British trade unionist (1914–1994)

Reginald Birch (7 June 1914 – 2 June 1994) was a British communist and trade unionist, aligning with Maoism later in his career.

== Early trade union and political work ==
Born in Kilburn, London, Birch became a toolmaker and joined the Amalgamated Engineering Union (AEU). He became active in the union and also in supporting the Republican government of Spain against the fascist invasion and coup (see Spanish Civil War). He joined the Communist Party of Great Britain (CPGB) in 1939.

In his early days, Birch was a protégé of the communist engineering workers’ leader Wal Hannington. In May 1941, Birch led an aggressive strike at Swift Scale at Park Royal in west London. The workers dubbed the stoppage a ‘holiday’, hoping to mute the effect of the illegality of strike action under Order 1305 in wartime. According to historian Nina Fishman, this audacious strike ‘became a set-piece political battle aimed at discrediting the bona fides of the state and the whole employing class in the war effort.’ Seven shop stewards were arraigned in court for leading this strike, but when the case was finally heard, one week after Germany’s surprise invasion of the USSR, they were merely bound over to keep the peace.

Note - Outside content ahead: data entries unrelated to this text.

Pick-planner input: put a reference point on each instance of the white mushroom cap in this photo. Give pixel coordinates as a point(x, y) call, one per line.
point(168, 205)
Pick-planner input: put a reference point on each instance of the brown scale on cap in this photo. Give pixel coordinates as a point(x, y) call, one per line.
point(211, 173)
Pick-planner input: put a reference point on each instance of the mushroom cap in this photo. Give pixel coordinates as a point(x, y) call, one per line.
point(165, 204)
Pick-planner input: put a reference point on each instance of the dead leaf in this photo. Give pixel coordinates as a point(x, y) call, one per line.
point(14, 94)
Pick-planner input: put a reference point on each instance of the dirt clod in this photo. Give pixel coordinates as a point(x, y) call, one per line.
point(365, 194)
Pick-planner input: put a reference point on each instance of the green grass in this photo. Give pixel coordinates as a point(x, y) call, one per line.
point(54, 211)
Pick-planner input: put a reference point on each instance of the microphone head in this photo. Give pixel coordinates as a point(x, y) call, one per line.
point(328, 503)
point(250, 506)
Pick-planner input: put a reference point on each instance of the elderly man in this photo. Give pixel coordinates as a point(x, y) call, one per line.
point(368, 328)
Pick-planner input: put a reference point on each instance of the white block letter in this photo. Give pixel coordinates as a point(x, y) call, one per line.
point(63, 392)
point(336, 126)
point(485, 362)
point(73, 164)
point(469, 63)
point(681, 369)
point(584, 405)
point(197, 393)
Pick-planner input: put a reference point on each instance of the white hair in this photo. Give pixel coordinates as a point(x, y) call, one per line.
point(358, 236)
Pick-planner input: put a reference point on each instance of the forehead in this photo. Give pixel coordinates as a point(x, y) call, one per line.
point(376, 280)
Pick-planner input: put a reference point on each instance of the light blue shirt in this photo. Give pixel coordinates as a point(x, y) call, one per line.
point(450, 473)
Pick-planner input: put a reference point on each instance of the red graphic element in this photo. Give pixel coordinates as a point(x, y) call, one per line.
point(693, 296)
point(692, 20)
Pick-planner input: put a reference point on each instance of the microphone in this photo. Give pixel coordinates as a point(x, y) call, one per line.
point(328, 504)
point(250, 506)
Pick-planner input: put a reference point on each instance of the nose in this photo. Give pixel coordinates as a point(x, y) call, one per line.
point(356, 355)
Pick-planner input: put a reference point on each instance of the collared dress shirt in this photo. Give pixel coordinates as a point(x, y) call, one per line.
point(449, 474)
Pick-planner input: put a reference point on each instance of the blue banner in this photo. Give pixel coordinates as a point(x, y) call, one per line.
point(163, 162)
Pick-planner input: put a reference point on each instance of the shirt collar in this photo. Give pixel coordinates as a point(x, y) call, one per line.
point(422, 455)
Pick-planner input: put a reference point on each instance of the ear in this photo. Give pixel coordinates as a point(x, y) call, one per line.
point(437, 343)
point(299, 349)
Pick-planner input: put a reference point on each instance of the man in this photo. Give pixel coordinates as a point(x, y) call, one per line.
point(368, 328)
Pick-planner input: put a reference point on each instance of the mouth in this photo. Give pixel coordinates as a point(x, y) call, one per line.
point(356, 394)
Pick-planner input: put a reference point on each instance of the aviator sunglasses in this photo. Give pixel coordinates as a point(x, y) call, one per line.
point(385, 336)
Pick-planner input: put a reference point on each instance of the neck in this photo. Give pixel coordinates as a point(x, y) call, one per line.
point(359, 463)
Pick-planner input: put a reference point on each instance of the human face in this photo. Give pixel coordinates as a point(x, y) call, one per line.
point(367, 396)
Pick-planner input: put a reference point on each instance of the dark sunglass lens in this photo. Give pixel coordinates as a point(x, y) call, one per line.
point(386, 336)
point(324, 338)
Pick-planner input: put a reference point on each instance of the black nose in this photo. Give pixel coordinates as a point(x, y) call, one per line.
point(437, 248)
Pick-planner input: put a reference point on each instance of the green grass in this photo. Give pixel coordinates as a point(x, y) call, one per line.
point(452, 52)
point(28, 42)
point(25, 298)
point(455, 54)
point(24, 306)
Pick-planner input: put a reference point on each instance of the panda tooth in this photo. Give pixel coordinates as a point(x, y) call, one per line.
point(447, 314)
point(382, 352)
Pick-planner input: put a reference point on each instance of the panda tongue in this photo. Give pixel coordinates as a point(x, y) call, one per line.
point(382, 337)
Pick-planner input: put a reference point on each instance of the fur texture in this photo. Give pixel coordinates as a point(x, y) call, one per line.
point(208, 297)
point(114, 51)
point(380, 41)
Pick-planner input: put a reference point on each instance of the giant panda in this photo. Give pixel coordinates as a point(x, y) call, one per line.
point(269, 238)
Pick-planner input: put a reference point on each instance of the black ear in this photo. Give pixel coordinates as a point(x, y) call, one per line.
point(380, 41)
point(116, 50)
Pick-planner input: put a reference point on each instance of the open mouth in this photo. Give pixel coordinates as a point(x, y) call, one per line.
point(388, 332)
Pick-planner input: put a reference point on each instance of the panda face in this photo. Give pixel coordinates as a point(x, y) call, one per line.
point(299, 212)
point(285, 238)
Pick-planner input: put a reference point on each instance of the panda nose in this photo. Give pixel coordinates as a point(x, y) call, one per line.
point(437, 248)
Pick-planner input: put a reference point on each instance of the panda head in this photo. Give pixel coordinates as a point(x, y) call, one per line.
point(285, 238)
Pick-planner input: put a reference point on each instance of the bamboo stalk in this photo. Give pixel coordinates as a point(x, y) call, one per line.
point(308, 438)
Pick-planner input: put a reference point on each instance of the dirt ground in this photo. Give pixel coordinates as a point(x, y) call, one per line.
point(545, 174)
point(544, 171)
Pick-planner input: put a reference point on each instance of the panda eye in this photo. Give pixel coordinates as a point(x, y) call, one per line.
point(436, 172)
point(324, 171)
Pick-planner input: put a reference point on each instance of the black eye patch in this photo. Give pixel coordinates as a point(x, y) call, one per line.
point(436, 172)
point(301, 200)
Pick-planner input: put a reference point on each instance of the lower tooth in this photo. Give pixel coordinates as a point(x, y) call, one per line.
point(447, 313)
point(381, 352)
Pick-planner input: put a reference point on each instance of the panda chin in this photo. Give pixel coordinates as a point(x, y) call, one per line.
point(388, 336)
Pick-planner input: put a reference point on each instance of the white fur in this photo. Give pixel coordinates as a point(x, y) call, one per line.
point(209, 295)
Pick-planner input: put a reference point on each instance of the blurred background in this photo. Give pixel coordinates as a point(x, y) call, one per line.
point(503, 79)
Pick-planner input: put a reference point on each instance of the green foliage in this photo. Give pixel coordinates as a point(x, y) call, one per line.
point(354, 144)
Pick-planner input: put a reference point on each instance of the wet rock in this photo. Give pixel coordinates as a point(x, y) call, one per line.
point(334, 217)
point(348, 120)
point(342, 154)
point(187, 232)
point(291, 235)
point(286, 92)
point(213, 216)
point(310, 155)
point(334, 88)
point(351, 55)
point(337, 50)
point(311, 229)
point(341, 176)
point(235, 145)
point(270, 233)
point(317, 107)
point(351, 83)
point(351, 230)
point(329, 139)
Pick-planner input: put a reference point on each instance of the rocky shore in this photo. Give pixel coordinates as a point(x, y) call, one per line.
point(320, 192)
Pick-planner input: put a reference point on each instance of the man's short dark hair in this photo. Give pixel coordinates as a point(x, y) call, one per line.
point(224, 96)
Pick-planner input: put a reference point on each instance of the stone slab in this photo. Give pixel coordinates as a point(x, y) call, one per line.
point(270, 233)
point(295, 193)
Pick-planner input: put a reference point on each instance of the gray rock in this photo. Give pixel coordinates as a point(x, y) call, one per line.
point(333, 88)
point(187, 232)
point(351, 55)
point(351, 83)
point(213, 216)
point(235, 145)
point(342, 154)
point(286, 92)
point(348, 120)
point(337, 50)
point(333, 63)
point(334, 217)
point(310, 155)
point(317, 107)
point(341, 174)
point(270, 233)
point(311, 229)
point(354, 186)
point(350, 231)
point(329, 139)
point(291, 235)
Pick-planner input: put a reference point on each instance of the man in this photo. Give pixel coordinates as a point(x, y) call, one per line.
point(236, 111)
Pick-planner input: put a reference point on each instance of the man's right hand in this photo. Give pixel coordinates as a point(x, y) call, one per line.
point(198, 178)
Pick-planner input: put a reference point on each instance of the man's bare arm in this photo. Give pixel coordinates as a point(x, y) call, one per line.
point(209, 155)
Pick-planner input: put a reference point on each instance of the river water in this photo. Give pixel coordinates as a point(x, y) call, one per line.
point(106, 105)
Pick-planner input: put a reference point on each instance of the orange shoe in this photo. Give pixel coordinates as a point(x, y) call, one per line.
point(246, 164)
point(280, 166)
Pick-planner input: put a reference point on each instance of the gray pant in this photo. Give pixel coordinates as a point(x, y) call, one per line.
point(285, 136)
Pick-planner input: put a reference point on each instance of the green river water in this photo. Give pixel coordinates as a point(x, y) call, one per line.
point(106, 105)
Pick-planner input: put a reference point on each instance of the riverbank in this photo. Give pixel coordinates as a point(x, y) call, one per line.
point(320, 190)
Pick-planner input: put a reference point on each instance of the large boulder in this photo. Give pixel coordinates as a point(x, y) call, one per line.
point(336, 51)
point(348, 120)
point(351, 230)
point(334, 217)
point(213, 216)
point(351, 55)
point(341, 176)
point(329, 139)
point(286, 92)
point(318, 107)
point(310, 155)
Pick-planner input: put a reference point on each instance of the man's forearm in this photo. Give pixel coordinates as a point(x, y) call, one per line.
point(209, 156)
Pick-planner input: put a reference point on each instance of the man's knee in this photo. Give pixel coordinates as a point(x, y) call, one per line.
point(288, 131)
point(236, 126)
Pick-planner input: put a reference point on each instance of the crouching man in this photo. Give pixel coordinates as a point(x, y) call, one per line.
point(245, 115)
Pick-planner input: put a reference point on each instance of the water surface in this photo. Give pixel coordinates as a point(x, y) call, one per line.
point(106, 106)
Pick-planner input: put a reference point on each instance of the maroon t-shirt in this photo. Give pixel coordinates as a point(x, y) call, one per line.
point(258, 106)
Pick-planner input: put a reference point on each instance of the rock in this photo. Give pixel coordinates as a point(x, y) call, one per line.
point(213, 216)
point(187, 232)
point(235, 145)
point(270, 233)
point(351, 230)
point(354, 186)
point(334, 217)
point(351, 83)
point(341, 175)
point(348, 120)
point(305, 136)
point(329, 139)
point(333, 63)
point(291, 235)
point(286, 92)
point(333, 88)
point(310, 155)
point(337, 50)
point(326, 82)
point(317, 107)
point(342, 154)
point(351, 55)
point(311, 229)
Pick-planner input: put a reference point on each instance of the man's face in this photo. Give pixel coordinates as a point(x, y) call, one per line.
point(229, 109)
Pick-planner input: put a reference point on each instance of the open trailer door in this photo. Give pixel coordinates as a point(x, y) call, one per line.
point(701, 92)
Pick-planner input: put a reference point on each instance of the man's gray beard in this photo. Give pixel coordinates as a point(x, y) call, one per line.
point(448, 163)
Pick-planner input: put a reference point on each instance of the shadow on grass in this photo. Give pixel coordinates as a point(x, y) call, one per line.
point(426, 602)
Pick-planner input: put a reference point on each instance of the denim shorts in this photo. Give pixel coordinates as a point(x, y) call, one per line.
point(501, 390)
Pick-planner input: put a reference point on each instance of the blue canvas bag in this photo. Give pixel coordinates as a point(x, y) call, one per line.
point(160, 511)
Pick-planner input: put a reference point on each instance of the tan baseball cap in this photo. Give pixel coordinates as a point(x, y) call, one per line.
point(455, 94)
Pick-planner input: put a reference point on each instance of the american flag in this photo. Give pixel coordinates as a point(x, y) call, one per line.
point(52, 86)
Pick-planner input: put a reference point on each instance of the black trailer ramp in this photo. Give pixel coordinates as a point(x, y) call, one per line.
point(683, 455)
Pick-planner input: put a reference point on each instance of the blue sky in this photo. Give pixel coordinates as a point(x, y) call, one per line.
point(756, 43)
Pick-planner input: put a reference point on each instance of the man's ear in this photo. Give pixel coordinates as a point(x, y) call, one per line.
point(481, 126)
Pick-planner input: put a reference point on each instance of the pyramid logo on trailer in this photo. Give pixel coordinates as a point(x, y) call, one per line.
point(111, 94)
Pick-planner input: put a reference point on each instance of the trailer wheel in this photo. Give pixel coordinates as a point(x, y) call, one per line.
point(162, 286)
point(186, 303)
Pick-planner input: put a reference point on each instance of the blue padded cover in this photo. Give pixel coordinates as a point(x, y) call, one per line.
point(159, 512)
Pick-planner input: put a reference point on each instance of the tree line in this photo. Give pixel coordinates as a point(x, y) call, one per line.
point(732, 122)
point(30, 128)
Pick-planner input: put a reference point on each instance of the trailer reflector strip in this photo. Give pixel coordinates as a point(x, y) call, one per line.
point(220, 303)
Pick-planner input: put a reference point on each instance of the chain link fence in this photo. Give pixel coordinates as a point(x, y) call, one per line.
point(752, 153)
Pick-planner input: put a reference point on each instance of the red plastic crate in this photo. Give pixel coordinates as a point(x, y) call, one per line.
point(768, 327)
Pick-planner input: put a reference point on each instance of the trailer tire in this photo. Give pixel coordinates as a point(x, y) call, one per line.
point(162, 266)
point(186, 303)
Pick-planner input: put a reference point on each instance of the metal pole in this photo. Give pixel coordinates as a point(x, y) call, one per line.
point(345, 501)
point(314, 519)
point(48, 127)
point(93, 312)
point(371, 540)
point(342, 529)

Afterwards, Birch worked at Landis & Gyr, also at Park Royal. He built the trade union membership up to 90% of the workforce. In May 1944, he was sacked on a charge of playing darts in the toolroom in his tea break. There was a demonstration of 2,000 workers outside the factory, and protests and demonstrations inside the factory. The words ‘We want Birch’ were painted up all around the factory, with the same slogan chanted en masse for three minutes on the hour, every hour; while every half hour, there was a demonstration of hammering metal on metal. This was a time when the Communist party did not support strikes.

In this period, Birch also worked at Molins, Roller Print, Rafton Tools, and Hoover. After the war, he was AEU Convenor at de Haviland’s Stag Lane factory at Edgware, north London, from 1946 until 1960. He was elected to the National Committee, the union's annual conference, every year from 1943 onward.

In 1956, Birch was elected to the executive committee of the CPGB. Journalist Peter Paterson observed: "When I asked him how he could possibly have sided with the 'tankies', so called because of the use of Russian tanks to quell the revolt, he said 'they wanted a trade unionist who could stomach Hungary, and I fitted the bill'."

In 1960, Birch was elected as a full-time AEU Divisional Organiser. In 1966, he was elected to the Executive Council to represent London and the South East - on the first ballot, and with three times as many votes as his main right wing opponent Jack Whyman. Birch held this position until his retirement in 1979. The AEU became the Amalgamated Union of Engineering and Foundry Workers (AEF) in 1968, and the Amalgamated Union of Engineering Workers in 1970.

== Standing for AEU President ==

Birch ran four times for President of the AEU:

In the election of 1956 to replace Robert Openshaw, who was retiring, Birch led William Carron in the first ballot, by 20,594 to 19,604, out of 84,811 votes cast, but lost to Carron by 83,847 to 35,400 in the second ballot.

Standing for re-election in 1959, Carron beat Birch in the first ballot outright, by 57,127 to 19,779, out of 119,247 votes cast.

The 1964 election was closer. In the first ballot, Carron led Birch by 44,529 to 31,213 out of 95,349 votes cast; defeating him in the second ballot by 60,256 to 42,051; when Birch had 41% of the vote.

Prior to the 1967 election, the Communist Party's national advisory had decided by 24 votes to 16 to support Hugh Scanlon instead of Birch. Birch was expelled from the Communist Party on 27 April 1967 for his membership of the editorial committee of the anti-revisionist journal The Marxist In the election for AEU President, Birch ran third in the first ballot with 11,428 votes (11%), behind Scanlon and John Boyd (trade unionist) on 35,767 and 35,348 respectively. Scanlon won on the second ballot.

== Communist Party of Britain (Marxist–Leninist) ==
At odds with those perceived as revisionists within the CPGB, Birch left the party in 1967. With comrades from the AEU and others, he formed the Communist Party of Britain (Marxist–Leninist) (CPB (M-L)) in 1968. Birch continued to help to organise various strikes, including the 1971 Ford strike.

The industrial correspondent Herman Roberts described Birch’s attitudes on the AEU’s EC after his departure from the Communist Party: Mr Birch ‘now free from established party ties, has emerged as a purely objective trade unionist’... and Birch ‘does not consistently ally himself with the militant left.’

He met Mao Zedong, Zhou Enlai and Enver Hoxha on visits to China and Albania. In 1975, he was elected to the general council of the Trades Union Congress. In 1977, he became a member of the Energy Commission. He retired from his full-time trade union work in 1979, but remained chairman of the CPB (M-L) until 1985.